Respondents reported longer lead times for materials sourced from China, where efforts to contain the virus have led to widespread quarantines and halted factory production.

“It is difficult to [make] sourcing decisions, since it is not clear how long China will need to return to normal production capacity, and if it is worth it to pay more from other countries,” one ISM survey respondent said.

Anthony Nieves, chair of ISM’s services survey committee, said coronavirus concerns generated more comments than any other topic in his 10 years of issuing the report.

“Most of it is surrounding the uncertainty of it,” Mr. Nieves said. “It’s more about the psyche and what effect [coronavirus] will have, mostly on supply chain,” he added.

The coronavirus epidemic, which originated in China, has spread rapidly in recent weeks. The global death toll now stands at more than 3,000 people, and countries including Italy, South Korea and the U.S. have reported a growing number of cases.

Responses to the epidemic have disrupted manufacturing supply chains and weighed on tourism and travel activity, with most of the impact felt in Asia. The IHS Markit and ISM data released Wednesday are among the first to reflect economic effects in the U.S.

The Federal Reserve responded Tuesday to intensifying anxiety about the epidemic by cutting its benchmark interest rate a half-percentage point, to a range between 1% and 1.25%. The cut was the first rate change made outside of scheduled Fed policy meetings since the 2008 financial crisis.

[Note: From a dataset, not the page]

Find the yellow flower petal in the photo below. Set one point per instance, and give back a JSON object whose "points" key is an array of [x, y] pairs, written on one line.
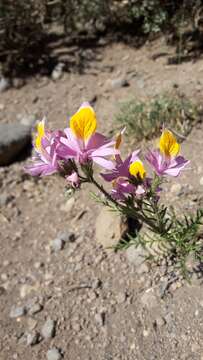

“The virus and measures being taken to contain it will weigh on economic activity here and abroad for some time,” Fed Chairman Jerome Powell said at a news conference following the emergency rate cut.

The U.S. economy had shown signs of stability before the widening of the coronavirus epidemic. The unemployment rate in January, at 3.6%, remained near a 50-year low. Consumer surveys from early February showed Americans remained optimistic about future economic conditions, and measures of business investment ticked higher in early 2020.

ISM, whose report covered the entire month of February, said service-sector business activity increased last month despite coronavirus concerns. Its services index climbed to 57.3 in February from 55.5 the previous month.

The ISM survey “does underline that economic growth was gathering momentum before the coronavirus outbreak began in earnest,” said Michael Pearce, senior U.S. economist at Capital Economics, in a note to clients.

The epidemic now casts doubt over whether that will continue. Economists at S&P Global Ratings Tuesday cut their forecast for U.S. growth in the first and second quarters of this year to an annualized 1% versus 2% pre-virus.

Beth Ann Bovino, S&P’s Global Ratings’ chief economist, said the disease outbreak “will be a material headwind to growth in the near term.”